Özbudun Hoca, bu konuşmasında, RP'nin kapatılmasını savunurken, RP soruşturmasında şeriatın ve İslam hukukunun ihyası ve laik devlet düzeninin yıkılmasıyla ilgili belirgin bağlantı olduğunu da vurguluyor.
'RP tehdittir'
Prof. Dr. Özbudun, RP'nin "tehdit" oluşturduğunu da şöyle anlatıyor:
"...Refah Partisi'nin, 1995 seçimlerinde yüzde 21'den fazla oy alarak geldiği nokta, ülkenin demokratik ve laik düzenine karşı büyük bir tehdit anlamına gelmektedir. Şayet köktendinci İslami parti yüzde 2-3'lük bir oy oranı olan marjinal bir parti olmuş olsaydı, belki hoş görülebilirdi. Fakat temsil ettikleri tehlike ve sahip olduğu güç dolayısıyla Anayasa Mahkemesi tarafından uygulanan yaptırım, demokratik bir toplumda gereklidir."
İslamın yorumu
Özbudun, RP'nin kapatılmasını savunurken, İslamla ilgili yaklaşımını da şöyle aktarıyor:
"Hıristiyanlık, açıkçası, her ne kadar ilahiyatçı olmasam da, 'Benim krallığım bu dünyada değildir', 'Tanrı'nın hakkı Tanrı'ya, Sezar'ın hakkı Sezar'a' diyen İsa'nın öğretilerine dayanır.
Buna karşılık İslam sadece dini ve ahlaki meseleleri düzenlemekle kalmaz; aynı zamanda hukuki ve bir ölçüde devletin siyasi düzenini tanzim eder.

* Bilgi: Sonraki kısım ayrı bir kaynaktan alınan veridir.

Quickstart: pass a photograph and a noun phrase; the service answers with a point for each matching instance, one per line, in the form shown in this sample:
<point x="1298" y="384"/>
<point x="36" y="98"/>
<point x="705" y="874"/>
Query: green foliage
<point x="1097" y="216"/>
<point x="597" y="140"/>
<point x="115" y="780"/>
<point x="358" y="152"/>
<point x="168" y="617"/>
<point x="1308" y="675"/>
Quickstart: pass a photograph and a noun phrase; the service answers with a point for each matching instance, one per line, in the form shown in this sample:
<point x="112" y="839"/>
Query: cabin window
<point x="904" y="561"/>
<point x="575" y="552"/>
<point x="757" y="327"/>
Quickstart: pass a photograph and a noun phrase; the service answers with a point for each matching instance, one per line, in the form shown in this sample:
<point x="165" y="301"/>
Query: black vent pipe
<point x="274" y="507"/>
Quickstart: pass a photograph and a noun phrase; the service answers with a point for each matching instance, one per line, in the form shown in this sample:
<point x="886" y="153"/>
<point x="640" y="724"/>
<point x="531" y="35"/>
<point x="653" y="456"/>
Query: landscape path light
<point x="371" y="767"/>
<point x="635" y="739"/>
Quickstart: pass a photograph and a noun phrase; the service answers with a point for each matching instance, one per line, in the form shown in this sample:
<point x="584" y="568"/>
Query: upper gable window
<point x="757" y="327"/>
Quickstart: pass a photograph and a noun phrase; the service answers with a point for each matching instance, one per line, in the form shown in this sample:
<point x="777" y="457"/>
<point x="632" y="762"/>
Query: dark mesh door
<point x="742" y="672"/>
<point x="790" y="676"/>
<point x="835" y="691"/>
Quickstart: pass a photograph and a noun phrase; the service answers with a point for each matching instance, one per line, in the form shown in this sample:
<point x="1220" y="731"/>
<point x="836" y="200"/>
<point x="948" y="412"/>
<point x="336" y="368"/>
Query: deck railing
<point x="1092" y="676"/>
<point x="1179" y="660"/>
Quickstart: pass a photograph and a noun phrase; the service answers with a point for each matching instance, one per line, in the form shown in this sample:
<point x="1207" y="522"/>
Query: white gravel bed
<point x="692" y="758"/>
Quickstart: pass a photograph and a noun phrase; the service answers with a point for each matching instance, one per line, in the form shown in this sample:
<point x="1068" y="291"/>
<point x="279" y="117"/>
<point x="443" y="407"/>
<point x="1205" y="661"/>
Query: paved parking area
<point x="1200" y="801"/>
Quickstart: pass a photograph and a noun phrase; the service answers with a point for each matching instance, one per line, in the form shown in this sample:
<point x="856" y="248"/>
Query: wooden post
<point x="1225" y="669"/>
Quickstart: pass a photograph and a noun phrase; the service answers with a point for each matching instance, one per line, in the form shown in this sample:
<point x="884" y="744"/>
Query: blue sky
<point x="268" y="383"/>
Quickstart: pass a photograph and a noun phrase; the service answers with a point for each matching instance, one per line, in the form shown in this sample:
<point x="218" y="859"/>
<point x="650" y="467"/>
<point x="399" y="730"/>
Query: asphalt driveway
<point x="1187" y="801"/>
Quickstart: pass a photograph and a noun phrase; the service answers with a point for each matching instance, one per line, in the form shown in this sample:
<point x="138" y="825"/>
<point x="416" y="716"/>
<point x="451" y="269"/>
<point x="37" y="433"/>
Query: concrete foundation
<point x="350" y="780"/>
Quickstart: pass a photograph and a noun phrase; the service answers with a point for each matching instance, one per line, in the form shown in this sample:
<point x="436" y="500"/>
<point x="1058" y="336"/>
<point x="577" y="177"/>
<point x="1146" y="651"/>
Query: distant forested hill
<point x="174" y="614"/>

Çünkü, İslam sadece bir din olarak değil, aynı zamanda bir devlet sistemi olarak tezahür etmiştir... Bu iki yön herhangi bir şekilde ayrıştırılamaz niteliktedir. Dolayısıyla devletin laik karakterini korumak konusundaki hassasiyetimiz anlayışla karşılanmalı ve demokratik düzenin bir şartı olarak takdir edilmelidir."